For each connection, the Cloud Remote Access microservice creates an operation in scope of the current user. Then the operation will be updated by the device to reflect the current status. Finally, the operation will have a status of SUCCESSFUL or FAILED.

Troubleshooting

Endpoints cannot be set up

If you cannot set up new endpoints, check if you have sufficient permissions.

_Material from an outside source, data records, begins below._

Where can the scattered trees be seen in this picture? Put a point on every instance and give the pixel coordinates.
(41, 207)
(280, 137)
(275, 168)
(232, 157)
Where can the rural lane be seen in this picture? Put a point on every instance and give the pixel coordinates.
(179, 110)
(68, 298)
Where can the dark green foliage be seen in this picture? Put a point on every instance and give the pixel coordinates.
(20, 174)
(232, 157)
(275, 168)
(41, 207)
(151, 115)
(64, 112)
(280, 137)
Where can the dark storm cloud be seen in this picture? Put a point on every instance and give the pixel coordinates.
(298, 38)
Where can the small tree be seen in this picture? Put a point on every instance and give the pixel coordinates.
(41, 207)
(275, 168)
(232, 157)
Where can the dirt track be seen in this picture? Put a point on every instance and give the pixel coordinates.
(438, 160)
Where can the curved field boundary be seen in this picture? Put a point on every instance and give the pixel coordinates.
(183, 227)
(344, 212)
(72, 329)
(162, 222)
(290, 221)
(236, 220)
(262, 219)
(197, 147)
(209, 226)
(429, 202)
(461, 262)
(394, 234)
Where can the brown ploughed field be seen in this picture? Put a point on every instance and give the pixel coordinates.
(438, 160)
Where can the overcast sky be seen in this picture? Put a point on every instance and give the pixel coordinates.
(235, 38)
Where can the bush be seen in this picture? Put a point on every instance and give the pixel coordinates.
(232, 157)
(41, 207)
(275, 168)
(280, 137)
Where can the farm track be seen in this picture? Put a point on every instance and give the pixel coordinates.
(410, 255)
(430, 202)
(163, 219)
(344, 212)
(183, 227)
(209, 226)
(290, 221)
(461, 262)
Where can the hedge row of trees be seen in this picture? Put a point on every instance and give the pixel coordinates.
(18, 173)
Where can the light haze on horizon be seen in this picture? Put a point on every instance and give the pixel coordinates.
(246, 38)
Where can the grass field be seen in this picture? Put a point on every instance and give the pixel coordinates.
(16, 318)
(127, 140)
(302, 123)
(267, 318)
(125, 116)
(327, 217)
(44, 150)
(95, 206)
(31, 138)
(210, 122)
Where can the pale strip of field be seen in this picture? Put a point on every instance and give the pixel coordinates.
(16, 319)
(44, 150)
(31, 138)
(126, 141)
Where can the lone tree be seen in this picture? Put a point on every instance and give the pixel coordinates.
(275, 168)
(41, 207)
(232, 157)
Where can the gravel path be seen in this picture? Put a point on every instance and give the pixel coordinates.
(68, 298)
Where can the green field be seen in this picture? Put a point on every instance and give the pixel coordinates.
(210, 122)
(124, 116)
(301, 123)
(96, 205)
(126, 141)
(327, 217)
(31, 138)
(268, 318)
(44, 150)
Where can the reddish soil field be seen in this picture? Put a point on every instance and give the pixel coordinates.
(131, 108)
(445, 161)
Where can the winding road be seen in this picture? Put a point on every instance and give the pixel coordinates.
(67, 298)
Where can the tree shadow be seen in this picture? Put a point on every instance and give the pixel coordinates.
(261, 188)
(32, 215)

To set up new endpoints, you need ADMIN permission for “Device control” to be able to register a device and ADMIN permission for “Remote access” to be able to add an endpoint.

For more information on permissions, refer to Managing permissions.

Connection fails

The connection via a gateway to a remote VNC, SSH or Telnet server can fail because of network problems. In this case you must contact your network administrator.

Unsupported protocol version

In case of Real VNC, if you get an error message stating that you are using an unsupported protocol version (for example 005.00x), try the following workaround:

  1. Open VNC.
  2. Navigate to Options.
  3. Select the Export tab.
  4. Search for Protocol version.
  5. Enter “3.8” as protocol version.